Lyme is also blessed with a rich inventory of historic architecture, and its citizens with the instinct to respect and care for it. Before historic preservation caught on elsewhere, Lyme people were working together to restore the historic horse sheds behind the Congregational Church. The row of twenty-seven sheds standing today is the longest line of contiguous horse sheds in New England, and possibly in the United States.
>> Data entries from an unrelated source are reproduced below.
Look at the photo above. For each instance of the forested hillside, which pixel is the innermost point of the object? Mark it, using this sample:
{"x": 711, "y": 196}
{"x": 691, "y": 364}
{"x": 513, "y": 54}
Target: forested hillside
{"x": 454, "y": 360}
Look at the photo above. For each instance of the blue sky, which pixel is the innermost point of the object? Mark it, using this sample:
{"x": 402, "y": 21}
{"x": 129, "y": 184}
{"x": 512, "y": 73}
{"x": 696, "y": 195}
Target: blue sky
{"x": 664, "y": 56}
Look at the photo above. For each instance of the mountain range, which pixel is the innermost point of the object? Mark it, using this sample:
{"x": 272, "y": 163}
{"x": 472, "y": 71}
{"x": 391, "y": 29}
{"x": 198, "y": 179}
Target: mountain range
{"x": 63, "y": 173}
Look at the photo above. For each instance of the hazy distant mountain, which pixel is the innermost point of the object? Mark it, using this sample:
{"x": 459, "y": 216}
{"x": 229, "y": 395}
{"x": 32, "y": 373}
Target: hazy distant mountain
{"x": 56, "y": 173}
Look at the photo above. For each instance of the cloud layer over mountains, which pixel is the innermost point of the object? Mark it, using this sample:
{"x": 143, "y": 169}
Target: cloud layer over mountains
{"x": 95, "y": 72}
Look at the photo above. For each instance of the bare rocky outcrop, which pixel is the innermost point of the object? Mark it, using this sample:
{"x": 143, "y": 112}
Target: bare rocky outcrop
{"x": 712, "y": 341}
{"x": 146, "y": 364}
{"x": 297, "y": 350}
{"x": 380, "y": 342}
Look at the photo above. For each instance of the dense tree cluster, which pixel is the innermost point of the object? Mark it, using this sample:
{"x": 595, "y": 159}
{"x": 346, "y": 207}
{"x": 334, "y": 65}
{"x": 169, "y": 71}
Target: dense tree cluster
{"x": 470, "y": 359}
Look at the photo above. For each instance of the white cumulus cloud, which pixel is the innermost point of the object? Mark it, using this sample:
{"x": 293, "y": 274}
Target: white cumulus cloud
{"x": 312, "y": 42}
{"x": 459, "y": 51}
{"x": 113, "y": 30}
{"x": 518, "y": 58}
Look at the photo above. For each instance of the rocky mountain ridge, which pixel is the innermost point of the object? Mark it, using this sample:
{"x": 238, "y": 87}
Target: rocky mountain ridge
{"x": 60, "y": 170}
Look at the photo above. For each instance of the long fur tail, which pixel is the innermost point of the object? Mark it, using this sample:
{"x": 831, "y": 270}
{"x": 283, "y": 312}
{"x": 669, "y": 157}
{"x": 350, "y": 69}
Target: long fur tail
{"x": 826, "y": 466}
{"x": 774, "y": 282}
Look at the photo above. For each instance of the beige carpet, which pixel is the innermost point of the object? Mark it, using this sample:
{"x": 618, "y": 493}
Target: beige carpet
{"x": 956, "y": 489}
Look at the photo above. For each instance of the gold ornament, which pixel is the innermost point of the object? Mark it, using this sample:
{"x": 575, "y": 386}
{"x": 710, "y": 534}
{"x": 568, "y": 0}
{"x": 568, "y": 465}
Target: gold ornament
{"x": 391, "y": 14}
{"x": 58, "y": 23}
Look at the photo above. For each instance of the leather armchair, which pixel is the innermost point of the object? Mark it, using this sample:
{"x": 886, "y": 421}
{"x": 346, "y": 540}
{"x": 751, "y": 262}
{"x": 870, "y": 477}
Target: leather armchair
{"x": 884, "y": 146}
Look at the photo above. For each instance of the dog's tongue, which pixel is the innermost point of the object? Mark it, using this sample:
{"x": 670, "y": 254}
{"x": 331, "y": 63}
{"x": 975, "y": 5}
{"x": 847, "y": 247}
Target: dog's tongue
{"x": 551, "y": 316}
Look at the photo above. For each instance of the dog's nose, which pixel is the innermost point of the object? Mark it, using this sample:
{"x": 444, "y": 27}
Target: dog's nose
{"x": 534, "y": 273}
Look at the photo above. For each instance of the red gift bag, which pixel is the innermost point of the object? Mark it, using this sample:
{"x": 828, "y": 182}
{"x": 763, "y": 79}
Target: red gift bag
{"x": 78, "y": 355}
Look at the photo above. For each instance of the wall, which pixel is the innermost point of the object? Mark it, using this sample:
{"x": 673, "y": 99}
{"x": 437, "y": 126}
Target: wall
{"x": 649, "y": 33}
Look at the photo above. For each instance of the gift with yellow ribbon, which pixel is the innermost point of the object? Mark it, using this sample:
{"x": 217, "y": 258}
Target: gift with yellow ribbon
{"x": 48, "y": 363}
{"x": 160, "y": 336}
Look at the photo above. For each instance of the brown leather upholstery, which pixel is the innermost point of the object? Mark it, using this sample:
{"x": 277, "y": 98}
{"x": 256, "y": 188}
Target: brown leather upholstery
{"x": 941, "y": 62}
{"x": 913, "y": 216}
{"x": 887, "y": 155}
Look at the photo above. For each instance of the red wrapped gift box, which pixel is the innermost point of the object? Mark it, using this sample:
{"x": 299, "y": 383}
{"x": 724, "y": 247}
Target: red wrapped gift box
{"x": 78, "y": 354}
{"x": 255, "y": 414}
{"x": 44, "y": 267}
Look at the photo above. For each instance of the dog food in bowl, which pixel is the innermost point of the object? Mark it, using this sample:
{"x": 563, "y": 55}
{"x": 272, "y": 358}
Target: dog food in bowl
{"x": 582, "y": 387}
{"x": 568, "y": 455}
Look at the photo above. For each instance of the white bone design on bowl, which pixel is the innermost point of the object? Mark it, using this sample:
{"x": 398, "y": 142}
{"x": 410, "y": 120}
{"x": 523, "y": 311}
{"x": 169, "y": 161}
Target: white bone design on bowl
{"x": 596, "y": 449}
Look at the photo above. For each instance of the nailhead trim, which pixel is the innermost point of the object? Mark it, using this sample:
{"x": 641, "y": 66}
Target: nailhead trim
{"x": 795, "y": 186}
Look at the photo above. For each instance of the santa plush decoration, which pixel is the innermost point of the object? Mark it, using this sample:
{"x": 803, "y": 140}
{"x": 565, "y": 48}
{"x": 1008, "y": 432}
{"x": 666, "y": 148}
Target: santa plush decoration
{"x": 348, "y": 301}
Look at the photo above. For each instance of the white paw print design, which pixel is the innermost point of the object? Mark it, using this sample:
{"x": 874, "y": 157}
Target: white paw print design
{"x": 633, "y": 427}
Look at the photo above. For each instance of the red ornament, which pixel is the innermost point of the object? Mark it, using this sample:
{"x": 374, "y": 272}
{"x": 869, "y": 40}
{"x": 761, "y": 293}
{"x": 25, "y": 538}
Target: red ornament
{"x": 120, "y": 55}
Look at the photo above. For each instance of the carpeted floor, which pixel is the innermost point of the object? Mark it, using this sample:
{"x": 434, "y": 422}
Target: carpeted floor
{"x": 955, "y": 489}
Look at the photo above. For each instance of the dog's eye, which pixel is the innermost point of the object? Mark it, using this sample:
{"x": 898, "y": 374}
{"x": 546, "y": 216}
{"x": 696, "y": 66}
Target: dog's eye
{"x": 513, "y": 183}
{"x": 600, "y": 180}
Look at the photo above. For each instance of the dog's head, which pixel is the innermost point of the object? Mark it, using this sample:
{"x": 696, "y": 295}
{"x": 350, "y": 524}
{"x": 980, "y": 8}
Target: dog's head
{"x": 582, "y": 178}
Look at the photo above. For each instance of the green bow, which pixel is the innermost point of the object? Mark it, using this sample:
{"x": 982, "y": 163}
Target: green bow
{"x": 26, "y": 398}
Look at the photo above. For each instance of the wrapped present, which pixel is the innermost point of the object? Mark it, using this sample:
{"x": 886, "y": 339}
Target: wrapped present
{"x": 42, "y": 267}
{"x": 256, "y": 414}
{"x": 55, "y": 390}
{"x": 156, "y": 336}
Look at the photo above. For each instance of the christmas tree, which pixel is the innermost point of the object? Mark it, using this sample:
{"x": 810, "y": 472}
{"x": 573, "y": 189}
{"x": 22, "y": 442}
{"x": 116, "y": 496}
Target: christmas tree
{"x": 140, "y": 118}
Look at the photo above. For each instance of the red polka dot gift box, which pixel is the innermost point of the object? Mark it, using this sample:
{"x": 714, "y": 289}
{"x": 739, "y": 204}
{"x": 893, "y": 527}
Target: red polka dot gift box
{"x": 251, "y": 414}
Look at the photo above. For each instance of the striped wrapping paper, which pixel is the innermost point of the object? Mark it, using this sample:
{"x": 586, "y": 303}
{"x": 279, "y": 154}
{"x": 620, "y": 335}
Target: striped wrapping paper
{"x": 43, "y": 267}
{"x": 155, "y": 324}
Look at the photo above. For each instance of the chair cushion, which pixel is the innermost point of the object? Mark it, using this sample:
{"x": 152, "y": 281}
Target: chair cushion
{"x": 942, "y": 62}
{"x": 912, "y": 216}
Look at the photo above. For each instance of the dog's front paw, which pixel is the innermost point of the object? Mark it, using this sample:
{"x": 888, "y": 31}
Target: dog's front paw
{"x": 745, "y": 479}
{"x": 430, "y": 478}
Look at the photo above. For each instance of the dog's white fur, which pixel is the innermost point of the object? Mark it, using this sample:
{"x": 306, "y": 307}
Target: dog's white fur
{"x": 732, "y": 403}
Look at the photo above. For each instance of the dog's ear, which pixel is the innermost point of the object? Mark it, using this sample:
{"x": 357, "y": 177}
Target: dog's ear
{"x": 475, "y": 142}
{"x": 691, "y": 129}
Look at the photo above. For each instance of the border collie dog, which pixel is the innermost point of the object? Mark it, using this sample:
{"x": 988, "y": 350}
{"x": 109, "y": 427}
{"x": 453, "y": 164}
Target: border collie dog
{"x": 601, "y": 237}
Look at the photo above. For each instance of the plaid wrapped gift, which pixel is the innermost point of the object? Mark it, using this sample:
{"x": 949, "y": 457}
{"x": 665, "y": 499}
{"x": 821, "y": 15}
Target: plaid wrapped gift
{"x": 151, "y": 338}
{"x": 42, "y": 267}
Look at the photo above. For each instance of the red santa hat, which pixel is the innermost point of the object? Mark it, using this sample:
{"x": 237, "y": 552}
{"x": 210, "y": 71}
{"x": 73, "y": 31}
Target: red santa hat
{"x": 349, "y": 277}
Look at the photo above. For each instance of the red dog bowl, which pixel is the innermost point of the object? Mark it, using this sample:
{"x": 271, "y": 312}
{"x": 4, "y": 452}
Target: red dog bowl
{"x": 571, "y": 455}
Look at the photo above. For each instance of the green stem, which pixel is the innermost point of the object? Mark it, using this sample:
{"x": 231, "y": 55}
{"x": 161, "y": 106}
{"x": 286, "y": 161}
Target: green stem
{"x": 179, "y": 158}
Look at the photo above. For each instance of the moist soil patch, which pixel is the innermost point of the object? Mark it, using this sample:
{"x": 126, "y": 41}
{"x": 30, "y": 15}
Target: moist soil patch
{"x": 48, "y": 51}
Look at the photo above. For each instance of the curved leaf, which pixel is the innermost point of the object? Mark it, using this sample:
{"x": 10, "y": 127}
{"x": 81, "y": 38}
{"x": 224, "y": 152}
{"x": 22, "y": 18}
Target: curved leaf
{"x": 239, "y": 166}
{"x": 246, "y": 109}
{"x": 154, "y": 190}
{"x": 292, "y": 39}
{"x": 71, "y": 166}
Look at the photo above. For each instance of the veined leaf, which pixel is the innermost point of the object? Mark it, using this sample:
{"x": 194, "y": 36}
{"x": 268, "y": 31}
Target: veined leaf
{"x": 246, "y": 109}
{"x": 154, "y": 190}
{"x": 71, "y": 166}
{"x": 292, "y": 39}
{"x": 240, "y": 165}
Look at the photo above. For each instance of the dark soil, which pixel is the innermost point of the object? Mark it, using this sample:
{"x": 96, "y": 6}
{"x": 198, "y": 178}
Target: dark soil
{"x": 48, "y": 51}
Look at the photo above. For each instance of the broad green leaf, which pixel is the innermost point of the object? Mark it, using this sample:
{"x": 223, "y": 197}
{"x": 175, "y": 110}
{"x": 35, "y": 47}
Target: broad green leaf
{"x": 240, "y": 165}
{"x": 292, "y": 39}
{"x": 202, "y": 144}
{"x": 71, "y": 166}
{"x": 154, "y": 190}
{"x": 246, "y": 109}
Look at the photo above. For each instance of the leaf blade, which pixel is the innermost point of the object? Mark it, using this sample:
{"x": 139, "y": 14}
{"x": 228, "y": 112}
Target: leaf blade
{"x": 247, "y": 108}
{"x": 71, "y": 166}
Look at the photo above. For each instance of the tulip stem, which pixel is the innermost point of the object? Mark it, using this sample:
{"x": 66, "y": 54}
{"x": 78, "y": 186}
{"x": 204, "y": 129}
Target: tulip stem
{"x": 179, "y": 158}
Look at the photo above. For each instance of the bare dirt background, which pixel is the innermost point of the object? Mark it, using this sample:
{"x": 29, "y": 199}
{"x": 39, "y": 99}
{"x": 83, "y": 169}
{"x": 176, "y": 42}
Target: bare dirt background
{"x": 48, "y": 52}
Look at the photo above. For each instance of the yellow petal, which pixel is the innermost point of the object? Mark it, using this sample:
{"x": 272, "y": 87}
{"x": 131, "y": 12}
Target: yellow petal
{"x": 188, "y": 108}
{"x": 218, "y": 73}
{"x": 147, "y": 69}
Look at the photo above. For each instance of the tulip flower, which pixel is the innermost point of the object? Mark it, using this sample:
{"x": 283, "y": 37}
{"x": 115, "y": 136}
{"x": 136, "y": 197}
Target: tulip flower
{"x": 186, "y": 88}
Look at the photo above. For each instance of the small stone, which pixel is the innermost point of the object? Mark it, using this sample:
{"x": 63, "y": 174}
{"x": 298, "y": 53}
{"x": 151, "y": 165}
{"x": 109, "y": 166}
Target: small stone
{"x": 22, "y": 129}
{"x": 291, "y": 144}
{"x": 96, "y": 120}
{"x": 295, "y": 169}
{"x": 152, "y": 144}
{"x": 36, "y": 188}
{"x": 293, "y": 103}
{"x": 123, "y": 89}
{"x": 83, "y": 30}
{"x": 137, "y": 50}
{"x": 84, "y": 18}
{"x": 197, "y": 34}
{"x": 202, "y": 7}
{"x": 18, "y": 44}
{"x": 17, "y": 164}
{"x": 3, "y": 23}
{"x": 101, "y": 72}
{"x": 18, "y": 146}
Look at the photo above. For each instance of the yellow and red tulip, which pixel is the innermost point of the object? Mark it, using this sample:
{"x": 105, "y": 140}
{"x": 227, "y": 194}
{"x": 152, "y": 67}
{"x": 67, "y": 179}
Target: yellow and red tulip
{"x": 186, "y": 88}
Both of Lyme’s early nineteenth century churches have been the subject of dedicated historic preservation campaigns, and when a new school was needed in the 1990s, the community elected to retain the 1912 schoolhouse and build anew inside and around it. The 1839 Lyme Center Academy saw two waves of dedicated restoration work that earned a statewide award. The Academy is now home to the extensive collection of the Lyme Historians, the town’s energetic historical society. Private homeowners have also restored homesteads throughout the town. Despite fires and other changes through the years, the Common remains ringed with the handsome evidence of Lyme’s history.